Sonnets, as has been proved on this list many a time, can be written in
modern language and style very effectively.
Why bother to rehash the Wordsworth/Coleridge era? Let's do some twentyfirst
century stuff. While I enjoy the nineteenth century poets, I think poems
posted here for criticism should not be so archaic.
I'd better stop now as my prejudices are showing.
Roger.
----- Original Message -----
From: "LaPoetessa" <[log in to unmask]>
To: <[log in to unmask]>
Sent: Friday, April 18, 2003 11:15 PM
Subject: Songs of Love - Petrarchan Sonnet
> Hello, I'm new to the list so thought I would jump right in and post a
> sonnet. I came across this list quite by chance this evening.
>
> I have been a member of JISC for a number of years but mainly through my
> work at a University in the Northwest. I do believe it used to be known
as
> MailBase but I may be wrong?
>
> Well that's enough of my wild ramblings...on to the sonnet...
>
> Songs of Love - Petrarchan Sonnet
>
> Pray tell - if songs of love in rhyme can please,
> and should we all be lost in sandune's dust
> like thoughts in time, who then will write of lust?
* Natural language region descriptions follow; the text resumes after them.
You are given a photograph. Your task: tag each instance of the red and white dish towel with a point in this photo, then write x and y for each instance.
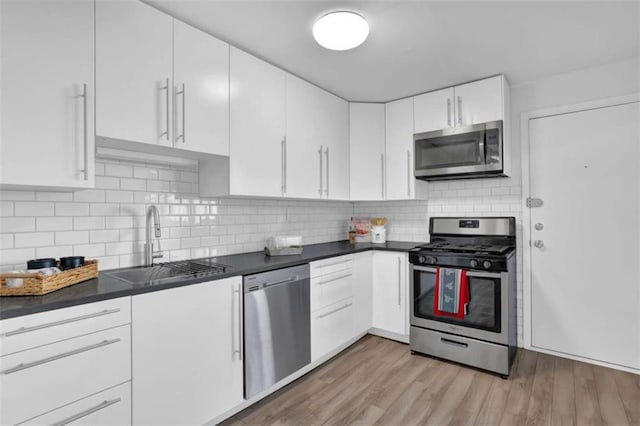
(451, 296)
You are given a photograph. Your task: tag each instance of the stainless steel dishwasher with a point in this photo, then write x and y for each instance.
(277, 329)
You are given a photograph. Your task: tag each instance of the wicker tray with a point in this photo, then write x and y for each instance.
(35, 284)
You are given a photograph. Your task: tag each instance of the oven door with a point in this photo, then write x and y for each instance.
(487, 312)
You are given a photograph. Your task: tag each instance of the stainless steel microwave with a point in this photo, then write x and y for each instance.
(460, 152)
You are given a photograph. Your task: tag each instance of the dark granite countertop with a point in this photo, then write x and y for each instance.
(106, 287)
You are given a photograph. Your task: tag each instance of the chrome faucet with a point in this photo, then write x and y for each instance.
(149, 253)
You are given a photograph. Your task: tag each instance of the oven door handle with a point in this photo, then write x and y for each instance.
(472, 274)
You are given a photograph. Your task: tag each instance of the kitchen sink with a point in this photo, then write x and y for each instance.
(169, 271)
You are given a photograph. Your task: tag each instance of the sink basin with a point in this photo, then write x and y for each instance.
(169, 271)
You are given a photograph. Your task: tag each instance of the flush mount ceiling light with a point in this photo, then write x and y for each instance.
(340, 30)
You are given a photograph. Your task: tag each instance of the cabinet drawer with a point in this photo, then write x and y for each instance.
(328, 266)
(331, 327)
(111, 407)
(329, 289)
(47, 377)
(29, 331)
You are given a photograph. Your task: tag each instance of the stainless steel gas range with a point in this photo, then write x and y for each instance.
(484, 333)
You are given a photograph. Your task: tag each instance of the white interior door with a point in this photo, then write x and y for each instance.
(585, 279)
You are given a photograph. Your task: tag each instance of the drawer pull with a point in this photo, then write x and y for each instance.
(334, 279)
(85, 413)
(65, 321)
(21, 367)
(335, 310)
(324, 265)
(454, 343)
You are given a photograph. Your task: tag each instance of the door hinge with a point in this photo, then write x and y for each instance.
(534, 202)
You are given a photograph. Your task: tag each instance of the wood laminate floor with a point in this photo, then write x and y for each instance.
(378, 381)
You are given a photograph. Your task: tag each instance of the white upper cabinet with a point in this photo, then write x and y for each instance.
(48, 94)
(133, 72)
(335, 135)
(317, 146)
(257, 130)
(201, 91)
(400, 182)
(304, 179)
(471, 103)
(366, 144)
(480, 101)
(434, 110)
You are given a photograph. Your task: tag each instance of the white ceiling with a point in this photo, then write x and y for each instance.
(417, 46)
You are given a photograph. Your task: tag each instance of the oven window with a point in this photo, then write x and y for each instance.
(448, 151)
(484, 304)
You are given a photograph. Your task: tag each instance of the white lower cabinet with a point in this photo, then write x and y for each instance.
(332, 310)
(390, 292)
(362, 292)
(331, 326)
(187, 364)
(92, 353)
(110, 407)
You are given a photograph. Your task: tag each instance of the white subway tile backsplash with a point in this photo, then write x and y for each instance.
(17, 224)
(72, 209)
(88, 223)
(104, 236)
(72, 237)
(118, 170)
(33, 239)
(54, 224)
(33, 208)
(89, 196)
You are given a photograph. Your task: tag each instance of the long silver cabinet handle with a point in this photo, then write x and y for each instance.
(334, 279)
(320, 152)
(166, 87)
(182, 134)
(382, 175)
(64, 321)
(21, 367)
(326, 190)
(85, 139)
(335, 310)
(239, 350)
(409, 172)
(324, 265)
(282, 166)
(399, 280)
(85, 413)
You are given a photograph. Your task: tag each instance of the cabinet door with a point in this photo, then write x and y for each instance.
(257, 126)
(133, 72)
(47, 124)
(201, 90)
(434, 110)
(366, 145)
(399, 150)
(362, 291)
(304, 144)
(334, 136)
(390, 292)
(186, 346)
(480, 101)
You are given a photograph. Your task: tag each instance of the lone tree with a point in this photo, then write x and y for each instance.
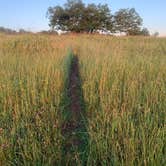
(75, 16)
(128, 21)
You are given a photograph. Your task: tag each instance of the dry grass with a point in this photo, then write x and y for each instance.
(124, 88)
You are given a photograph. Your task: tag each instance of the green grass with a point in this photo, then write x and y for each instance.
(124, 93)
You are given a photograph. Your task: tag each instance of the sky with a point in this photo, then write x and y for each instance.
(31, 14)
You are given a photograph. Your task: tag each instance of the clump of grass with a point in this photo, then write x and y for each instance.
(31, 86)
(124, 90)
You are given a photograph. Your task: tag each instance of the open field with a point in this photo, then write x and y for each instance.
(122, 99)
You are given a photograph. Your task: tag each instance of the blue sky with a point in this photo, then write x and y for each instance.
(31, 14)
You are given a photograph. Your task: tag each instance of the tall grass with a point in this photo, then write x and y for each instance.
(124, 85)
(124, 89)
(31, 86)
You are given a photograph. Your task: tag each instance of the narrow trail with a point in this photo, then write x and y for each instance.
(74, 127)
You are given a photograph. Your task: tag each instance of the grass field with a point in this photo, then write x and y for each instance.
(123, 82)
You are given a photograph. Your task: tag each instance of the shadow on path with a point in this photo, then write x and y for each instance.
(74, 127)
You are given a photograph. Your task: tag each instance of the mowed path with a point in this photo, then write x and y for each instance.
(74, 128)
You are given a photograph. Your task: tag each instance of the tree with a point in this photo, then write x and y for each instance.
(75, 16)
(156, 34)
(128, 21)
(145, 32)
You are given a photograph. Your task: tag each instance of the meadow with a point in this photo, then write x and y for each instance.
(123, 83)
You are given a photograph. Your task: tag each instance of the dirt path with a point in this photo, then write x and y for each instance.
(74, 125)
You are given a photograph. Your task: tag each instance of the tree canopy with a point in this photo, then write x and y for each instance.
(75, 16)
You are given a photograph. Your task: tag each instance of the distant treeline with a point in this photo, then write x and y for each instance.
(75, 16)
(11, 31)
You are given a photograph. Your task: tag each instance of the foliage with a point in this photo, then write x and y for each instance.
(75, 16)
(128, 21)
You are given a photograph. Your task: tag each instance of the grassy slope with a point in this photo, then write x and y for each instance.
(124, 85)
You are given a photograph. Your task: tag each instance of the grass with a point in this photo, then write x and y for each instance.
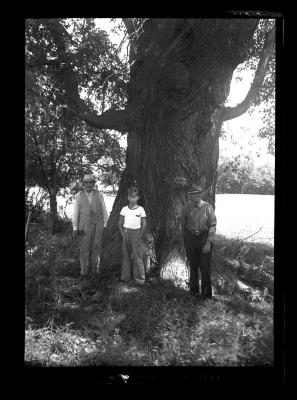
(107, 323)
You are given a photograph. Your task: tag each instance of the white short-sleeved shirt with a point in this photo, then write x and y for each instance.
(132, 218)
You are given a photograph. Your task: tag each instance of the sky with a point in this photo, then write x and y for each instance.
(243, 129)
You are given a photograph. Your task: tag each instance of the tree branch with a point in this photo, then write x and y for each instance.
(241, 108)
(111, 119)
(131, 32)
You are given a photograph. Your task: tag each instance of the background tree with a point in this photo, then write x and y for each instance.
(59, 147)
(180, 75)
(240, 175)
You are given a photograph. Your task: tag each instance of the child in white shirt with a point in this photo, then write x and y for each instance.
(132, 223)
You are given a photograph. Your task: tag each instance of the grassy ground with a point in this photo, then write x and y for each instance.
(104, 322)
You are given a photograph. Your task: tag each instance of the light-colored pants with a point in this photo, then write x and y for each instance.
(133, 248)
(90, 246)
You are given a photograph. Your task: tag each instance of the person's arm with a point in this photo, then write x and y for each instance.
(75, 216)
(183, 221)
(75, 213)
(104, 210)
(121, 222)
(143, 226)
(212, 222)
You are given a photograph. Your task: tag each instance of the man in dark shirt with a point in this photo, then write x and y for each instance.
(198, 223)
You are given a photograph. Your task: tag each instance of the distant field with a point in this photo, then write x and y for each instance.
(238, 215)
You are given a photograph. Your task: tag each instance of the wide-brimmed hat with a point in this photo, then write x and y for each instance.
(89, 178)
(194, 188)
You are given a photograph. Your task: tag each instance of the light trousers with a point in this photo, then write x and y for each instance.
(90, 243)
(133, 249)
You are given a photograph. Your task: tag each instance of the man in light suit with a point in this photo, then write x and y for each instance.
(89, 219)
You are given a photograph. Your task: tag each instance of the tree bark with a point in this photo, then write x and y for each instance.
(53, 210)
(180, 76)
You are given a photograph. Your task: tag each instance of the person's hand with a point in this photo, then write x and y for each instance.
(206, 248)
> In making haste, words fail and yet words tease.
>
> What fools are we, to bend the form for ease
> of fit? In tempered pattern's cut and thrust,
> like pitchers placed where swords and daggers rust,
> in life it can be so, for words can freeze.
>
> In songs of love we write in rhyme to sway
> the heart. If sung in time, for words are songs
> of love as Muses too have loves to hold.
>
> We think it game to scoff at other's ways
> and yet in time they will forgive our wrongs,
> as Zephyrs blow and speak in words untold.